What makes that possible is increasingly personalized radiation treatments that harm fewer non-infected cells than ever before. Cloud environments featuring more elasticity help along that process by providing hospitals a cost-efficient avenue to run simulations on particular radiation treatments, as highlighted by the presentation below by BonFIRE.
The biggest key to developing personalized radiation treatments is finding the right angles at which to launch the high-energy beams that would destroy the cancerous cells. Before, this was often done in manners that harm a significant portion of healthy cells, weakening the immune system and leaving the person vulnerable to other disease and infection.
With enough computing power, however, facilities can run simulations that do well in approximating the effect of rays at given angles. “Thanks to the elasticity of cloud environments,” the video noted, “it is possible to control the execution of the treatment simulation to add more virtual machines to the cluster if necessary and return the result at the time initially set by the radiophysicist.” Returning results of simulations promptly and then executing them is critical to eliminating cancer in the early stages.
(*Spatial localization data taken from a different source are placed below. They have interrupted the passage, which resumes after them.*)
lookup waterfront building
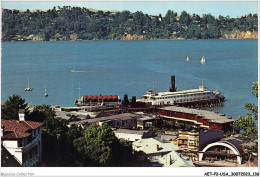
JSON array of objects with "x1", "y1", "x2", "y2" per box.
[
  {"x1": 113, "y1": 129, "x2": 152, "y2": 142},
  {"x1": 158, "y1": 106, "x2": 234, "y2": 132},
  {"x1": 75, "y1": 95, "x2": 121, "y2": 106},
  {"x1": 63, "y1": 113, "x2": 141, "y2": 129},
  {"x1": 136, "y1": 116, "x2": 155, "y2": 129},
  {"x1": 178, "y1": 129, "x2": 224, "y2": 161},
  {"x1": 132, "y1": 138, "x2": 194, "y2": 167},
  {"x1": 159, "y1": 135, "x2": 179, "y2": 146},
  {"x1": 1, "y1": 110, "x2": 43, "y2": 167},
  {"x1": 197, "y1": 137, "x2": 246, "y2": 167}
]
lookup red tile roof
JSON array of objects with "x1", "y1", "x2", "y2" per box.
[
  {"x1": 82, "y1": 95, "x2": 119, "y2": 100},
  {"x1": 1, "y1": 119, "x2": 43, "y2": 139},
  {"x1": 2, "y1": 130, "x2": 31, "y2": 139}
]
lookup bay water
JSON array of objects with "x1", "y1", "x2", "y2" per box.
[{"x1": 1, "y1": 39, "x2": 258, "y2": 119}]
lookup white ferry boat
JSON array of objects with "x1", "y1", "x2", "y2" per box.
[{"x1": 137, "y1": 84, "x2": 223, "y2": 106}]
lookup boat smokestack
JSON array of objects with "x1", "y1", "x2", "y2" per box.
[{"x1": 169, "y1": 76, "x2": 176, "y2": 92}]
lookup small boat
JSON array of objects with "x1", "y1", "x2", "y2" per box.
[
  {"x1": 24, "y1": 78, "x2": 33, "y2": 91},
  {"x1": 44, "y1": 84, "x2": 48, "y2": 97},
  {"x1": 71, "y1": 69, "x2": 76, "y2": 72},
  {"x1": 186, "y1": 56, "x2": 190, "y2": 61},
  {"x1": 200, "y1": 56, "x2": 206, "y2": 64}
]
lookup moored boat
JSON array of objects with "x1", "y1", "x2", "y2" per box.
[
  {"x1": 44, "y1": 84, "x2": 48, "y2": 97},
  {"x1": 24, "y1": 78, "x2": 33, "y2": 91},
  {"x1": 200, "y1": 56, "x2": 206, "y2": 64},
  {"x1": 137, "y1": 76, "x2": 224, "y2": 106}
]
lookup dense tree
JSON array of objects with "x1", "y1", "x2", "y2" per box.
[
  {"x1": 1, "y1": 7, "x2": 258, "y2": 41},
  {"x1": 27, "y1": 104, "x2": 55, "y2": 122},
  {"x1": 1, "y1": 94, "x2": 28, "y2": 120},
  {"x1": 41, "y1": 114, "x2": 82, "y2": 166},
  {"x1": 179, "y1": 11, "x2": 192, "y2": 26},
  {"x1": 73, "y1": 124, "x2": 133, "y2": 166},
  {"x1": 232, "y1": 81, "x2": 258, "y2": 141}
]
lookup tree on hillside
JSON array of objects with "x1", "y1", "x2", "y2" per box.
[
  {"x1": 179, "y1": 11, "x2": 191, "y2": 26},
  {"x1": 73, "y1": 124, "x2": 133, "y2": 166},
  {"x1": 1, "y1": 94, "x2": 28, "y2": 120},
  {"x1": 232, "y1": 81, "x2": 258, "y2": 141},
  {"x1": 27, "y1": 104, "x2": 55, "y2": 122}
]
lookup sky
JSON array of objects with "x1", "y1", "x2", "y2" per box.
[{"x1": 1, "y1": 1, "x2": 258, "y2": 18}]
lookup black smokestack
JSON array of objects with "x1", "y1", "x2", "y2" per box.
[{"x1": 169, "y1": 76, "x2": 176, "y2": 92}]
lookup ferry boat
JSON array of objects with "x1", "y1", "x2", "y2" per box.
[
  {"x1": 137, "y1": 85, "x2": 222, "y2": 106},
  {"x1": 137, "y1": 76, "x2": 224, "y2": 106}
]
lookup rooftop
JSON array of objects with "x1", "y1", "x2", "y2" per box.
[
  {"x1": 133, "y1": 138, "x2": 193, "y2": 167},
  {"x1": 1, "y1": 119, "x2": 43, "y2": 139},
  {"x1": 86, "y1": 113, "x2": 140, "y2": 124},
  {"x1": 114, "y1": 129, "x2": 151, "y2": 135},
  {"x1": 67, "y1": 113, "x2": 140, "y2": 126},
  {"x1": 136, "y1": 116, "x2": 155, "y2": 121},
  {"x1": 133, "y1": 138, "x2": 181, "y2": 154},
  {"x1": 160, "y1": 106, "x2": 234, "y2": 124}
]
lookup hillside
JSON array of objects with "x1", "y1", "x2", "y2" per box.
[{"x1": 2, "y1": 6, "x2": 258, "y2": 41}]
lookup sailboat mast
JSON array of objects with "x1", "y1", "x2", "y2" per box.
[
  {"x1": 28, "y1": 78, "x2": 30, "y2": 88},
  {"x1": 77, "y1": 83, "x2": 81, "y2": 100}
]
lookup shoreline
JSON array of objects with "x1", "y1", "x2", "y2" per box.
[{"x1": 2, "y1": 38, "x2": 258, "y2": 43}]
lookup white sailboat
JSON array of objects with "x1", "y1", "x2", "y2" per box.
[
  {"x1": 186, "y1": 56, "x2": 190, "y2": 61},
  {"x1": 44, "y1": 84, "x2": 48, "y2": 97},
  {"x1": 24, "y1": 78, "x2": 33, "y2": 91},
  {"x1": 200, "y1": 56, "x2": 206, "y2": 64}
]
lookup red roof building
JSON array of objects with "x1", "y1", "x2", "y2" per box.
[
  {"x1": 1, "y1": 110, "x2": 43, "y2": 167},
  {"x1": 1, "y1": 120, "x2": 43, "y2": 139}
]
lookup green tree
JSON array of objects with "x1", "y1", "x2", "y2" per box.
[
  {"x1": 74, "y1": 124, "x2": 133, "y2": 166},
  {"x1": 27, "y1": 104, "x2": 55, "y2": 122},
  {"x1": 1, "y1": 6, "x2": 258, "y2": 41},
  {"x1": 232, "y1": 81, "x2": 258, "y2": 141},
  {"x1": 1, "y1": 94, "x2": 28, "y2": 120},
  {"x1": 179, "y1": 11, "x2": 191, "y2": 26}
]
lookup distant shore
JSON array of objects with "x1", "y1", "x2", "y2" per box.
[{"x1": 3, "y1": 37, "x2": 258, "y2": 42}]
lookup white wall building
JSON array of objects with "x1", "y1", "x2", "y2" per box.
[
  {"x1": 114, "y1": 129, "x2": 152, "y2": 142},
  {"x1": 1, "y1": 110, "x2": 43, "y2": 167}
]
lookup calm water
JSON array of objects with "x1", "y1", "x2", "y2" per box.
[{"x1": 1, "y1": 39, "x2": 258, "y2": 119}]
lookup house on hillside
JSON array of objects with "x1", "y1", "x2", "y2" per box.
[
  {"x1": 132, "y1": 138, "x2": 194, "y2": 167},
  {"x1": 1, "y1": 109, "x2": 43, "y2": 167}
]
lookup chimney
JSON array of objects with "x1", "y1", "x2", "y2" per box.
[
  {"x1": 156, "y1": 144, "x2": 159, "y2": 151},
  {"x1": 169, "y1": 76, "x2": 176, "y2": 92},
  {"x1": 18, "y1": 109, "x2": 25, "y2": 121}
]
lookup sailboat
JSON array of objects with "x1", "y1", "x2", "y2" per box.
[
  {"x1": 186, "y1": 56, "x2": 190, "y2": 61},
  {"x1": 70, "y1": 45, "x2": 87, "y2": 73},
  {"x1": 24, "y1": 78, "x2": 33, "y2": 91},
  {"x1": 44, "y1": 84, "x2": 48, "y2": 97},
  {"x1": 200, "y1": 56, "x2": 206, "y2": 64},
  {"x1": 71, "y1": 45, "x2": 77, "y2": 72}
]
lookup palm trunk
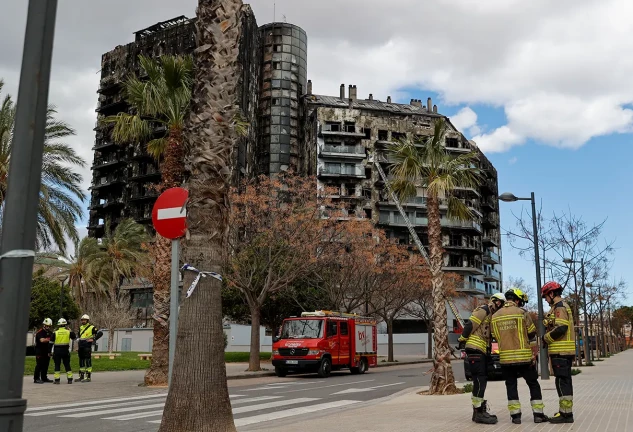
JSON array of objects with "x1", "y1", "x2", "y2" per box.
[
  {"x1": 387, "y1": 317, "x2": 394, "y2": 363},
  {"x1": 145, "y1": 127, "x2": 184, "y2": 386},
  {"x1": 427, "y1": 194, "x2": 457, "y2": 394},
  {"x1": 248, "y1": 302, "x2": 262, "y2": 371},
  {"x1": 158, "y1": 0, "x2": 243, "y2": 430}
]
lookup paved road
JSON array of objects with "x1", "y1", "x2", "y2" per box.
[{"x1": 24, "y1": 363, "x2": 465, "y2": 432}]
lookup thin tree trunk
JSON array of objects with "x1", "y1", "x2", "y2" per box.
[
  {"x1": 427, "y1": 194, "x2": 457, "y2": 394},
  {"x1": 248, "y1": 303, "x2": 262, "y2": 371},
  {"x1": 146, "y1": 127, "x2": 184, "y2": 386},
  {"x1": 387, "y1": 318, "x2": 394, "y2": 363},
  {"x1": 158, "y1": 0, "x2": 243, "y2": 429},
  {"x1": 108, "y1": 327, "x2": 114, "y2": 353}
]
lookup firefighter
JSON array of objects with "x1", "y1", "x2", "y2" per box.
[
  {"x1": 492, "y1": 288, "x2": 549, "y2": 425},
  {"x1": 78, "y1": 314, "x2": 103, "y2": 382},
  {"x1": 541, "y1": 281, "x2": 575, "y2": 424},
  {"x1": 458, "y1": 293, "x2": 506, "y2": 424},
  {"x1": 34, "y1": 318, "x2": 54, "y2": 384},
  {"x1": 51, "y1": 318, "x2": 76, "y2": 384}
]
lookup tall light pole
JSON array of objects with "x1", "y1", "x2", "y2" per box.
[
  {"x1": 586, "y1": 283, "x2": 606, "y2": 357},
  {"x1": 498, "y1": 192, "x2": 549, "y2": 379},
  {"x1": 563, "y1": 258, "x2": 589, "y2": 365},
  {"x1": 0, "y1": 1, "x2": 58, "y2": 430}
]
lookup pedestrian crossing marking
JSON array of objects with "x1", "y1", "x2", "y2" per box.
[
  {"x1": 26, "y1": 393, "x2": 167, "y2": 413},
  {"x1": 60, "y1": 402, "x2": 166, "y2": 418},
  {"x1": 233, "y1": 397, "x2": 318, "y2": 414},
  {"x1": 233, "y1": 400, "x2": 361, "y2": 427}
]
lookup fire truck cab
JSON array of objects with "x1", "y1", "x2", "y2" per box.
[{"x1": 272, "y1": 310, "x2": 378, "y2": 378}]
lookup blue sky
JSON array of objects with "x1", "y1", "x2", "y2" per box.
[{"x1": 406, "y1": 89, "x2": 633, "y2": 305}]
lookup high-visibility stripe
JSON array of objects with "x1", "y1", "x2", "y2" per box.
[{"x1": 470, "y1": 315, "x2": 482, "y2": 325}]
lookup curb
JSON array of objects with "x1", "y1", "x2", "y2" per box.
[{"x1": 375, "y1": 359, "x2": 433, "y2": 368}]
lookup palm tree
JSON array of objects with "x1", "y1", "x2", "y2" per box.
[
  {"x1": 158, "y1": 1, "x2": 245, "y2": 430},
  {"x1": 387, "y1": 118, "x2": 481, "y2": 394},
  {"x1": 105, "y1": 55, "x2": 192, "y2": 386},
  {"x1": 0, "y1": 79, "x2": 87, "y2": 254},
  {"x1": 89, "y1": 218, "x2": 150, "y2": 300}
]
This infrastructure has been made possible by the eIMRT project, which identifies and calls upon multiple cloud providers and their clusters for each project a single hospital would need to run. Of particular importance here is the ability to run simulations even when certain providers are experiencing bottlenecks or outright failures at their respective data centers.
“There is always the risk that the physical infrastructure of the cloud provider fails,” as was noted in the presentation “as happened in the summer of 2012 with two main players in the world cloud market. If the hospital must have the results on a given day, eIMRT offers a fault tolerance solution using multiple cloud providers so that if one fails, the simulation proceeds normally.”
Cloud computing, in this case through BonFIRE and the eIMRT project, could be a step in providing access to computing services that small but vital institutions like hospitals need to keep humans healthy.